Reading Nature

When I can’t drag myself up the mountain–my theory is that it has something to do with the change of seasons, or perhaps it is the consuming MA work–I turn to literature and what it says about our experience of nature and being outdoors.

Ian McEwan’s Amsterdam, the 1998 Booker Prize winner, tells of a “reluctance to be overcome,” because of a “a sense of scale habituated to [by] the daily perspective of rooms and streets,”  and which requires an “act of will… to keep walking away from the nearest people, from shelter, warmth and help.” Does my sitting at a computer for hours on end reduce me to a “cringing state” as his character Clive describes?

Do I feel threatened by the dangers of the mountain, when there is only “elemental indifference”? I know, just as Clive knows, that my hikes on Mt. Doug remind me, as they reminded Clive in the Lake District, that I am “part of this order and insignificant within it,” and that once I am deep in the forest, I too will be “set free.”

But today with my daffodils in full bloom–amazing how planting 150 in the fall, don’t look like that many more in the garden–I recited Wordsworth’s “Daffodils” and from the comfort of my living room sofa, “wandered lonely as a cloud,” and “my heart with pleasure [filled] and [danced] with the daffodils.”

I think of Sharon Butala‘s The Perfection of the Morning, and how for me, as well, there is no “separating my spiritual journey, my life, from the reasons for and the effects of my daily contact with Nature.” Even this, though, does not urge me to lace shoes and head out.

When the sky turns gray, I turn to Wendell Berry‘s Fidelity, and I reread how Danny takes the dieing Uncle Burley Coulter from his hospital bed and returns him to the “woods and darkness” where he belongs. But it is Spring, let me return to rebirth.

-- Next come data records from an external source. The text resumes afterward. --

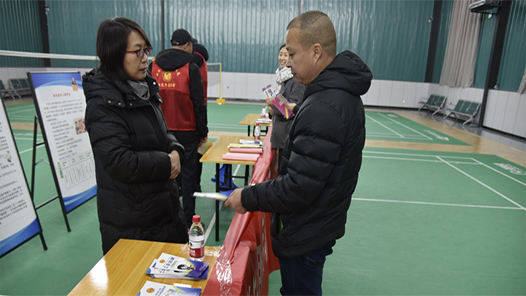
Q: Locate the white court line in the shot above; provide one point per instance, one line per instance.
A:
(436, 204)
(415, 159)
(389, 135)
(405, 126)
(500, 172)
(481, 183)
(400, 135)
(416, 154)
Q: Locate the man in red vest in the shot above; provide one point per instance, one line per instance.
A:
(184, 107)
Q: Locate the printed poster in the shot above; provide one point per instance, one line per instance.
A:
(18, 218)
(60, 103)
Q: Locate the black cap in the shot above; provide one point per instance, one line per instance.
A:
(181, 37)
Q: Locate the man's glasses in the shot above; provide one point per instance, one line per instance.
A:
(140, 52)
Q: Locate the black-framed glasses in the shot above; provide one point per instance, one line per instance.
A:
(140, 52)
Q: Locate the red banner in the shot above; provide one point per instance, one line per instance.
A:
(246, 259)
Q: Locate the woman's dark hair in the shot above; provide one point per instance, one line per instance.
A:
(112, 41)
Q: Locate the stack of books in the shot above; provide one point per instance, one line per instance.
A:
(173, 267)
(158, 289)
(244, 150)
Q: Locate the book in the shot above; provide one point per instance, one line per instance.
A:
(221, 196)
(241, 156)
(157, 289)
(235, 145)
(246, 150)
(170, 266)
(250, 142)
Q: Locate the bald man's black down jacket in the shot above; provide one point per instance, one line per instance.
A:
(321, 160)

In The Nature Notes of An Edwardian Lady, I look at Edith Holden’s beautifully drawn daffodils and Hedge Sparrow and think about the birds of my forest that are about the business of gathering leaves and twigs for their nests. This simple lovingly written journal is never far from me.

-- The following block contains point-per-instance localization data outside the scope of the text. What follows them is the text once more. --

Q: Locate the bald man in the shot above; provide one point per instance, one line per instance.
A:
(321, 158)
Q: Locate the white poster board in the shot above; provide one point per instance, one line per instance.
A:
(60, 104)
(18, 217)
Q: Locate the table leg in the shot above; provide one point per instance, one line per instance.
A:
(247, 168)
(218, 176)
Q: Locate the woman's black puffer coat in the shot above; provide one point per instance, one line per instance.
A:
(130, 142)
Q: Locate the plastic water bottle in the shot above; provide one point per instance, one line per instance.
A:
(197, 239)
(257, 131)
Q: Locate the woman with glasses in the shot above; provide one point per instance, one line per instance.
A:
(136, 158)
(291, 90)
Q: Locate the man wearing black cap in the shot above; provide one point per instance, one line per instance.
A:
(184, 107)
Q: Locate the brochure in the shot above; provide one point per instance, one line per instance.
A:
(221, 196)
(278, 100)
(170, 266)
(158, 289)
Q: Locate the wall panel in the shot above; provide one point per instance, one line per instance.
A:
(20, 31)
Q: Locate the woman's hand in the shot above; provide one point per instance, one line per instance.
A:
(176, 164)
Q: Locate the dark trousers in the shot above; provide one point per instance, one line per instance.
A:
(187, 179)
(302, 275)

The mountain is green from my window and my lawn needs mowing.

I need to be outside and up the mountain.

Soon, soon.


2 thoughts on “Reading Nature

  1. Your post reminds me of a passage in one of Julia Cameron’s book about The Glass Mountain – in “Walking in This World” (251). I like the fact that you’re focusing on the positive, Gail. Best wishes on your journey!

  2. Hi Gail, Thanks for the nice evening with the PWAC group. Love your site. I’ll have get mine to look as nice. Good luck with the novel. Stay in touch.